Stop aux deepfakes sexuels : la DEFIANCE Act entre en vigueur

Image d'illustration. GrokxAI / PR-ADN
Les victimes de contenus sexuels non consentis obtiennent un levier juridique concret grâce à l’adoption unanime de la DEFIANCE Act par le Sénat américain.
Tl;dr
- Le Sénat américain adopte la DEFIANCE Act, permettant aux victimes de deepfakes sexuels de poursuivre en justice les créateurs et hébergeurs de contenus non consentis.

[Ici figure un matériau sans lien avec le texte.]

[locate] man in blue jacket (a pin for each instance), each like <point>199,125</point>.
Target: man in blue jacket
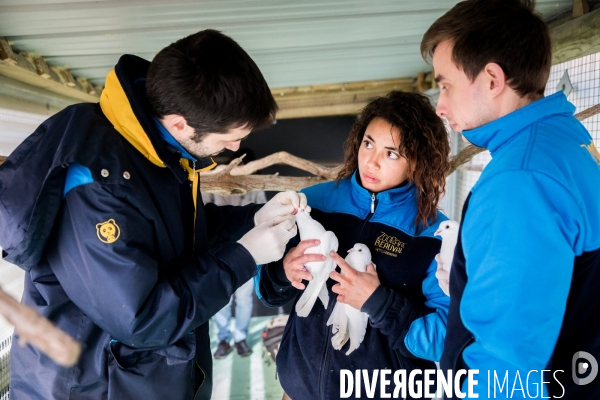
<point>100,206</point>
<point>526,272</point>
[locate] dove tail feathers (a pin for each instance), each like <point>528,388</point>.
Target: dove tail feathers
<point>357,328</point>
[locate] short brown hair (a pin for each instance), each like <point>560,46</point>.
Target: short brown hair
<point>505,32</point>
<point>423,141</point>
<point>212,82</point>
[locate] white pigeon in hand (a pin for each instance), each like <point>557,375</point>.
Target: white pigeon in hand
<point>448,230</point>
<point>320,270</point>
<point>347,322</point>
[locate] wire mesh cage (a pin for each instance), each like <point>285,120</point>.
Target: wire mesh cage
<point>582,86</point>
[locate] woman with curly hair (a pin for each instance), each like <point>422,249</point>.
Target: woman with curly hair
<point>385,197</point>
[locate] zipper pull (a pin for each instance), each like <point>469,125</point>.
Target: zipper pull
<point>372,203</point>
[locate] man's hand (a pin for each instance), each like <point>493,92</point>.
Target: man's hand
<point>353,288</point>
<point>283,204</point>
<point>443,276</point>
<point>294,260</point>
<point>266,242</point>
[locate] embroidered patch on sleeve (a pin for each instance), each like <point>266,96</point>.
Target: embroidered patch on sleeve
<point>593,151</point>
<point>108,232</point>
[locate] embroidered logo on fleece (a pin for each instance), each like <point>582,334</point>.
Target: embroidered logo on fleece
<point>108,232</point>
<point>388,245</point>
<point>593,151</point>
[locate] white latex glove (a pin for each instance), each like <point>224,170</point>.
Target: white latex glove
<point>283,204</point>
<point>266,242</point>
<point>443,276</point>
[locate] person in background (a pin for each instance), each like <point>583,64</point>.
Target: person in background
<point>244,294</point>
<point>526,270</point>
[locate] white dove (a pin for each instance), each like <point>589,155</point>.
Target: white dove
<point>448,230</point>
<point>320,270</point>
<point>347,322</point>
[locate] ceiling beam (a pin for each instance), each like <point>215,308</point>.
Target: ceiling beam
<point>576,37</point>
<point>33,70</point>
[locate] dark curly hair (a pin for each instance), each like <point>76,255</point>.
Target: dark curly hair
<point>423,141</point>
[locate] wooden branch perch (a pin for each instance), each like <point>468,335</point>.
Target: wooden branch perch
<point>40,332</point>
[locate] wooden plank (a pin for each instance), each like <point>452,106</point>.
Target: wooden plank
<point>576,38</point>
<point>11,58</point>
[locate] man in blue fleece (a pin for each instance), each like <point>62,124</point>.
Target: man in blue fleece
<point>526,270</point>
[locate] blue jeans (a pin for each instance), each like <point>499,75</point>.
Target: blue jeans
<point>243,312</point>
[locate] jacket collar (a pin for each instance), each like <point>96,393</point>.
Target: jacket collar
<point>494,134</point>
<point>388,198</point>
<point>123,101</point>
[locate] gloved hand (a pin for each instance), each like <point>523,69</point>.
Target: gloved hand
<point>283,204</point>
<point>266,242</point>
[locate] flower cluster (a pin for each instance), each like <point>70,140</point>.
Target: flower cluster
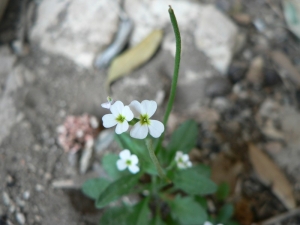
<point>121,116</point>
<point>128,161</point>
<point>182,160</point>
<point>77,131</point>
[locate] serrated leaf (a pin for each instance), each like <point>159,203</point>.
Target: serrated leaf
<point>187,211</point>
<point>94,187</point>
<point>139,148</point>
<point>116,215</point>
<point>109,164</point>
<point>116,189</point>
<point>190,181</point>
<point>226,212</point>
<point>140,214</point>
<point>223,191</point>
<point>134,57</point>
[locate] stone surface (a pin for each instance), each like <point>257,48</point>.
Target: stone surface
<point>216,36</point>
<point>218,86</point>
<point>77,29</point>
<point>150,15</point>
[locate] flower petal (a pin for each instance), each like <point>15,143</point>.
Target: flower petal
<point>122,127</point>
<point>185,157</point>
<point>117,108</point>
<point>178,155</point>
<point>136,108</point>
<point>127,113</point>
<point>121,164</point>
<point>125,155</point>
<point>106,105</point>
<point>138,131</point>
<point>109,120</point>
<point>134,159</point>
<point>133,169</point>
<point>156,128</point>
<point>148,107</point>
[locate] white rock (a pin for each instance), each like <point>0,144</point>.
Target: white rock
<point>216,36</point>
<point>77,29</point>
<point>150,15</point>
<point>86,156</point>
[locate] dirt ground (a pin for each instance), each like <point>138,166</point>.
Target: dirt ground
<point>39,89</point>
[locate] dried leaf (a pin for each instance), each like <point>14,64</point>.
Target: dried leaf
<point>134,57</point>
<point>284,62</point>
<point>291,9</point>
<point>269,173</point>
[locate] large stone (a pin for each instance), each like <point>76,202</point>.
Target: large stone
<point>77,29</point>
<point>216,36</point>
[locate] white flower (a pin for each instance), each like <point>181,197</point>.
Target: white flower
<point>120,115</point>
<point>183,161</point>
<point>108,104</point>
<point>209,223</point>
<point>128,160</point>
<point>143,111</point>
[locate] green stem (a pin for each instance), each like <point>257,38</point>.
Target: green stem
<point>175,73</point>
<point>155,161</point>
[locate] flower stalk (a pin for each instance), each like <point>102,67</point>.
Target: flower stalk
<point>175,73</point>
<point>155,161</point>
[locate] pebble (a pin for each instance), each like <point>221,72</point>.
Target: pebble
<point>271,77</point>
<point>242,18</point>
<point>255,73</point>
<point>10,180</point>
<point>221,104</point>
<point>218,86</point>
<point>237,72</point>
<point>26,195</point>
<point>39,188</point>
<point>20,218</point>
<point>20,202</point>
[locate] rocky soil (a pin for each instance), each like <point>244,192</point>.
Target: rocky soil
<point>239,79</point>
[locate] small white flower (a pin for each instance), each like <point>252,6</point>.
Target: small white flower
<point>143,111</point>
<point>108,104</point>
<point>209,223</point>
<point>183,161</point>
<point>128,160</point>
<point>120,115</point>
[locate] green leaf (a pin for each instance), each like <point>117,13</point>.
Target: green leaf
<point>184,138</point>
<point>134,57</point>
<point>187,211</point>
<point>291,10</point>
<point>116,215</point>
<point>109,164</point>
<point>94,187</point>
<point>193,183</point>
<point>202,201</point>
<point>139,148</point>
<point>223,191</point>
<point>140,214</point>
<point>157,221</point>
<point>225,213</point>
<point>116,189</point>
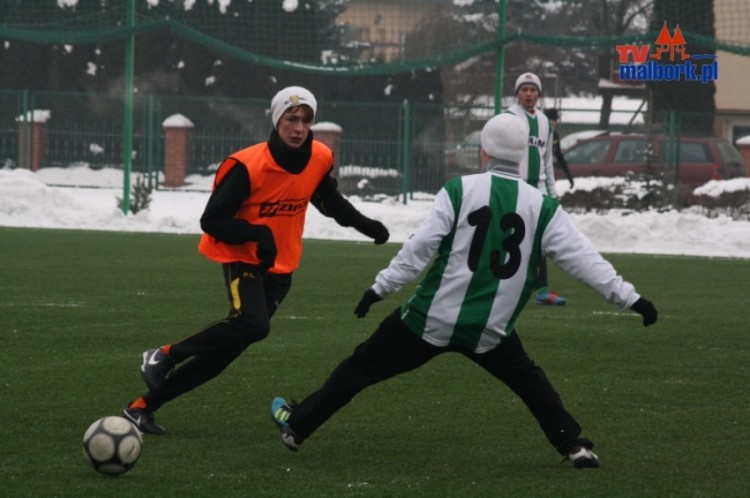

- L’IA facilite la création de deepfakes, notamment via l’assistant Grok sur X, rendant la diffusion de contenus compromettants plus rapide et plus accessible.
- La régulation internationale s’intensifie, avec des enquêtes, des blocages et un encadrement législatif visant à limiter les abus et responsabiliser les plateformes.
Une riposte juridique face aux dérives des deepfakes
Depuis quelques semaines, l’univers numérique se retrouve une fois encore au cœur d’une polémique majeure. Le Sénat américain vient d’approuver à l’unanimité la DEFIANCE Act, texte censé donner aux victimes de « deepfakes » à caractère sexuel un levier concret pour agir. Ce vote, confirmé par le co-auteur du projet, le sénateur Dick Durbin (D-IL), marque un tournant : désormais, toute personne exploitée sans son consentement dans ce type de contenus pourra intenter une action civile contre ceux qui les produisent ou les hébergent.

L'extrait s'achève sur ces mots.